Intermediate Representation Design
. More of a wizardry rather than science
. each compiler uses 2-3 IRs
. HIR (high level IR) preserves loop structure and array bounds
. MIR (medium level IR) reflects range of features in a set of source languages
- language independent
- good for code generation for one or more architectures
- appropriate for most optimizations
. LIR (low level IR) low level similar to the machines
Intermediate Representation (IR) is language-independent and machine-independent.
A good intermediate representation can be said as one which:
. Captures high level language constructs,
. Should be easy to translate from abstract syntax tree,
. Should support high-level optimizations,
. Captures low-level machine features,
. Should be easy to translate to assembly,
. Should support machine-dependent optimizations,
. Has narrower interface i.e. small number of node types (instructions), and
. Should be easy to optimize and retarget .
To design such an IR having all these features is a very difficult task. Thus most compliers use multiple IRs. So, various optimizations are done by
different IRs and are easy to implement and extend.

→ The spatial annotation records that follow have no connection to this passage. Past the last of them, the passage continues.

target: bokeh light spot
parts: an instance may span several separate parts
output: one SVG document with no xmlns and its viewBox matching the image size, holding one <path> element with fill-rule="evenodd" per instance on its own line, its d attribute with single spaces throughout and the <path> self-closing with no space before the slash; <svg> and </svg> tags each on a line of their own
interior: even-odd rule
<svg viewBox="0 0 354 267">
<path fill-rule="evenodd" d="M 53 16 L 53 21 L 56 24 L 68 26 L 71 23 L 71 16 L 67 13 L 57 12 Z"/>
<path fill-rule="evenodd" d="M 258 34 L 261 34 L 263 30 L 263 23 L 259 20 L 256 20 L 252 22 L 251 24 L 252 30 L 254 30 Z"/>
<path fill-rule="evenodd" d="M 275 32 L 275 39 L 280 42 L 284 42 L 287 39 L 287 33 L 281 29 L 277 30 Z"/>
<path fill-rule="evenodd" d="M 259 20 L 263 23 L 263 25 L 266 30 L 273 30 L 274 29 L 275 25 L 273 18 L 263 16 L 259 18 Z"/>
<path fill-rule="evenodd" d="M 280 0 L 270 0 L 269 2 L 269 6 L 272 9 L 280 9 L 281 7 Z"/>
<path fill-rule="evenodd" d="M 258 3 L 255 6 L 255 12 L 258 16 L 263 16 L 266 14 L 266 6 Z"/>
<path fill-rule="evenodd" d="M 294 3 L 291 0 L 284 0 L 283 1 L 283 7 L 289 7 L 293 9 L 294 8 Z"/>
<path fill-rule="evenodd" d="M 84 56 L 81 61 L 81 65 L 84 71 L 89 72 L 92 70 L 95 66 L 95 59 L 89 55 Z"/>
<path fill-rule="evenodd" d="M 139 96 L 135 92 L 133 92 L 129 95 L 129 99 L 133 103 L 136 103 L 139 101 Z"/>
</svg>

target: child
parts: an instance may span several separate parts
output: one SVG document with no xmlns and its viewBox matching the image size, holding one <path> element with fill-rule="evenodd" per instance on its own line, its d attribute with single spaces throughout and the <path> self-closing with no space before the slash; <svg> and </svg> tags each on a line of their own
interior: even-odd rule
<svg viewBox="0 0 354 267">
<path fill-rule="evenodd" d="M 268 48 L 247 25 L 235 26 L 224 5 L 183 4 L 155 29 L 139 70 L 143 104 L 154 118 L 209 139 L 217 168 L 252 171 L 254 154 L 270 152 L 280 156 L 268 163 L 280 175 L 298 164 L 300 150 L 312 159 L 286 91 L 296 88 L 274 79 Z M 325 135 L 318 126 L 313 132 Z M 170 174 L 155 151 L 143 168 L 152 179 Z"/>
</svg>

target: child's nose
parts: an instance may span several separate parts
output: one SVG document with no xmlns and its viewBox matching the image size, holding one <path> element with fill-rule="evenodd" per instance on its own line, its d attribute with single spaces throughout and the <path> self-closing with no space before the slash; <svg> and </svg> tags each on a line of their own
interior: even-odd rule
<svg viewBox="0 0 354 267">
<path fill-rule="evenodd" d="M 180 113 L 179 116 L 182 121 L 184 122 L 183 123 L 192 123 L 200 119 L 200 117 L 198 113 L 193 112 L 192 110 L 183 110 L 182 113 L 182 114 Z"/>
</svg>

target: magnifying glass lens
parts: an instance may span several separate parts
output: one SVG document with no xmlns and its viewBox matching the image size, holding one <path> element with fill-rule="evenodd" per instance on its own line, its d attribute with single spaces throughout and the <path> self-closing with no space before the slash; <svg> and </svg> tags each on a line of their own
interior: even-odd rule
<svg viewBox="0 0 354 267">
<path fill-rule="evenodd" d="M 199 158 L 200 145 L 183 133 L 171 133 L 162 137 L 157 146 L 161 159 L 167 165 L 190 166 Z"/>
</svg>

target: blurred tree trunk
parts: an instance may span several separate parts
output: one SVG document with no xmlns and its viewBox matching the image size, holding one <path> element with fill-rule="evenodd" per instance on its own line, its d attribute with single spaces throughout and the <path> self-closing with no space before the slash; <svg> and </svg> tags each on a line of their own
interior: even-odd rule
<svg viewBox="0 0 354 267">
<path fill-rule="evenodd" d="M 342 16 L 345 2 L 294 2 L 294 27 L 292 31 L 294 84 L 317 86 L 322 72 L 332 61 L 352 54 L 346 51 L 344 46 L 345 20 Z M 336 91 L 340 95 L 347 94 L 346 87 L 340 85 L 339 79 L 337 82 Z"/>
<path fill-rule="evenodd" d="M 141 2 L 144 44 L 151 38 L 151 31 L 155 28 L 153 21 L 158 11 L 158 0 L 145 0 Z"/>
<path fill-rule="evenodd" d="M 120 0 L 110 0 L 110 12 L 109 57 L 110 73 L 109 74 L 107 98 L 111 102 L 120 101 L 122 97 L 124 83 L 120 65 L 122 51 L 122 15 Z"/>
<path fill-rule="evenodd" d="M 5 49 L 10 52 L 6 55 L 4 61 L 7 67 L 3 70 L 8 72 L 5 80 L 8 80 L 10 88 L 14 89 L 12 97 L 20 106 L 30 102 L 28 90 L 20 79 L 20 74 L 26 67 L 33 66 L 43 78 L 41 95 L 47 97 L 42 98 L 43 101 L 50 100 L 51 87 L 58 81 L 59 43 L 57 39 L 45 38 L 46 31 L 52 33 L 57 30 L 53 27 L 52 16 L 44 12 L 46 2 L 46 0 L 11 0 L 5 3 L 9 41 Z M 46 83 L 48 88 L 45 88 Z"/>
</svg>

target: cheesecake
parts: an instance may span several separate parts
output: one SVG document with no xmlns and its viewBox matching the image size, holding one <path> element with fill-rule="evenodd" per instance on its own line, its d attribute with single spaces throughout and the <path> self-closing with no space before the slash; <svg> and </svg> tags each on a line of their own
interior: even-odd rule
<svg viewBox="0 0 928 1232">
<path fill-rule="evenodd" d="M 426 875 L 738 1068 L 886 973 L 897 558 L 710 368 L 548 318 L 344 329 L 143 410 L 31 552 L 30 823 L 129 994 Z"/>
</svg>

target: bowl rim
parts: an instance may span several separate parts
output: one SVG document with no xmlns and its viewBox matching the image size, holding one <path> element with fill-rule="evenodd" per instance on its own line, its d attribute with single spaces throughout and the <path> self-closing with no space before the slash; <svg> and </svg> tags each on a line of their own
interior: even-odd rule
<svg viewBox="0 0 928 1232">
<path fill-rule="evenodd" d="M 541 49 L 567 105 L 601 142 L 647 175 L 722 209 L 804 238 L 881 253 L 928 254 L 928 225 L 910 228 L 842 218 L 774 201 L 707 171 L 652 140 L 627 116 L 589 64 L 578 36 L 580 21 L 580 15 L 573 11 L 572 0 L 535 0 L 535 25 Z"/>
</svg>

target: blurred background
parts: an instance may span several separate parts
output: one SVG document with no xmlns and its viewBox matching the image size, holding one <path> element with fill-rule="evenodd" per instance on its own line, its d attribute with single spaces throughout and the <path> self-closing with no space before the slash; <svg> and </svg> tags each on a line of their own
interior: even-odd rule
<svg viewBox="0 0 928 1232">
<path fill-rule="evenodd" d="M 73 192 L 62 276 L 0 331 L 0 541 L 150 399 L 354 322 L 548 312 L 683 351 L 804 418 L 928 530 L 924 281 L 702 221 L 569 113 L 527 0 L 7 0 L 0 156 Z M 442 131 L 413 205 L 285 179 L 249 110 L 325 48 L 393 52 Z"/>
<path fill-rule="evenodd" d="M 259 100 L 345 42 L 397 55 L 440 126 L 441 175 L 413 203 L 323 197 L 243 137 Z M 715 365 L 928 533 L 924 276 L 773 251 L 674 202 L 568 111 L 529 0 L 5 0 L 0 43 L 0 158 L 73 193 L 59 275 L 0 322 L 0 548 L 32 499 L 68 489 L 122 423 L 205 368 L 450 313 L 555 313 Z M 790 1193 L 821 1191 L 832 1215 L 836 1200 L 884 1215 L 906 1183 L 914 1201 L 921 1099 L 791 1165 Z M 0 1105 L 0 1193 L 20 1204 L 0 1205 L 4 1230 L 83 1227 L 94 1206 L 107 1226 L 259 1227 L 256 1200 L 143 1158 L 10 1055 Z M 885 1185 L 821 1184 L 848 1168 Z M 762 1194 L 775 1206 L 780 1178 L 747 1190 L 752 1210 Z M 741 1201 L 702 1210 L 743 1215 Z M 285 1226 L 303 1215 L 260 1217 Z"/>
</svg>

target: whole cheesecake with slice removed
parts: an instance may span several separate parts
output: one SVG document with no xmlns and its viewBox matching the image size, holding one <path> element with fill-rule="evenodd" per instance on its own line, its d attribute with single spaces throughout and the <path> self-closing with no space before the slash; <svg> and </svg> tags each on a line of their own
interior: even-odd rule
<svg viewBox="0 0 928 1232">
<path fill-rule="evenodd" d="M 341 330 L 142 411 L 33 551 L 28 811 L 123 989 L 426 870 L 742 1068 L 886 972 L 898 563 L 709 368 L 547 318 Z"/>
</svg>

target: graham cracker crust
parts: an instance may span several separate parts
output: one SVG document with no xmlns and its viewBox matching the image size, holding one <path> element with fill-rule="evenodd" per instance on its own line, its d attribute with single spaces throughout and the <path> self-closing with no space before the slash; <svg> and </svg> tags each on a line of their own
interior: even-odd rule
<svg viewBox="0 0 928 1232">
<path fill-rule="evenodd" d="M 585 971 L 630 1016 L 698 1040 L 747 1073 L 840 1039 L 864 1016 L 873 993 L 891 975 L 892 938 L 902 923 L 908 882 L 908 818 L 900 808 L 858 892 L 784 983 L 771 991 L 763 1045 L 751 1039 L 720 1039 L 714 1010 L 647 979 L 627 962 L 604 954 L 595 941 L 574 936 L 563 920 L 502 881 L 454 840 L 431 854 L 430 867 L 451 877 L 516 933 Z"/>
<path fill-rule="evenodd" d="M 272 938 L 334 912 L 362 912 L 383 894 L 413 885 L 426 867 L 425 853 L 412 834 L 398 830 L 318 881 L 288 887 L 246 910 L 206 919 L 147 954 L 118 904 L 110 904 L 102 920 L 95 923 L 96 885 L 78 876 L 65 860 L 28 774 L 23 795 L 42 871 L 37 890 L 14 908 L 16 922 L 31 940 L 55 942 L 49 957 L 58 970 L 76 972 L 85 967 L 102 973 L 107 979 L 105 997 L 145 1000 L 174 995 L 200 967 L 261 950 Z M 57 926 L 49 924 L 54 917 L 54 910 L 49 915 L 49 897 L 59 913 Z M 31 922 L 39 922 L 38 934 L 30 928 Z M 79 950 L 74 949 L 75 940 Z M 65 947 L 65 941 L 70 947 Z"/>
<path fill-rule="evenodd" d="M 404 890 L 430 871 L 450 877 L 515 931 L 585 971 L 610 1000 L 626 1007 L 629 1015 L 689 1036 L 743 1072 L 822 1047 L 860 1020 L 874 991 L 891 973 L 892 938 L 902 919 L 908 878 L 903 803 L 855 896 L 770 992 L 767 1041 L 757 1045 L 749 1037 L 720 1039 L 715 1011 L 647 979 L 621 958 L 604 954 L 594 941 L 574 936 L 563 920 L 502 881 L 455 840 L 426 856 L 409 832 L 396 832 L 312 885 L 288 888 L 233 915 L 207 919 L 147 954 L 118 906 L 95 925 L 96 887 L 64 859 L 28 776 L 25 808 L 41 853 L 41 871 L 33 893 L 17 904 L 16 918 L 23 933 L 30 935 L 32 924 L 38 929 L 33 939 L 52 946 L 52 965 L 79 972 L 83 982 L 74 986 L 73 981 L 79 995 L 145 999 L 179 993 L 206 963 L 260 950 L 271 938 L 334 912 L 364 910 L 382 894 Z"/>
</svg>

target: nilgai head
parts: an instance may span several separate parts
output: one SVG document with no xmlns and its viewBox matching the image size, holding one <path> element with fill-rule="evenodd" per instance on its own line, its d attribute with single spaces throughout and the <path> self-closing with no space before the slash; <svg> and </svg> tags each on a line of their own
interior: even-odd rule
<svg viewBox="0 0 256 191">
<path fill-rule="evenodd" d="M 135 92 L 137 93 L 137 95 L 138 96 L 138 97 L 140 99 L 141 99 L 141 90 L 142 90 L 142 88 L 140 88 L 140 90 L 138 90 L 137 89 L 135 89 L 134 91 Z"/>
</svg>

For this, IR can be categorized into 3 types:
1. High Level IR (HIR): This is language independent but closer to the high level language. HIR preserves high-level language constructs such as structured control flows: if, for, while, etc; variables, expressions, functions etc. It also allows high level optimizations depending on the source language, e.g., function inlining, memory dependence analysis, loop transformations, etc.
for v <- v1 by v2 to v3 do
a[v]:=2
endfor
2. Medium Level IR (MIR): This is machine and language independent and can represent a set of source languages. Thus MIR is good for
code generation for one or more architectures. It utilizes simple control flow structure like "if" and "goto"; allows source language variables (human form names) as well as front-end created "temporaries" (symbolic registers). Compared to HIR, it reveals computations in greater detail (much closer to the machine than HIR), and therefore is usually preferred for needs of optimization.
The HIR Example is translated into the following MIR code:
v <- v1
t2 <- v2
t3 <- v3
L1:
if v > t3 goto L2
t4 <- addr a
t5 <- 4 * v
t6 <- t4 + t5
*t6 <- 2
v <- v + t2
goto L1
L2:
3. Low Level IR (LIR): This is machine independent but more closer to the machine (e.g., RTL used in GCC). It is easy to generate code
from LIR but generation of input program may involve some work. LIR has low level constructs such as unstructured jumps, registers,
memory locations. LIR has features of MIR and LIR. It can also have features of HIR depending on the needs.
The LIR code for the above MIR example is:
s2 <- s1
s4 <- s3
s6 <- s5
L1:
if s2 > s6 goto L2
s7 <- addr a
s8 <- 4 * s9
s10 <- s7 + s8
[s10] <- 2
s2 <- s2 + s4
goto L1
L2:
|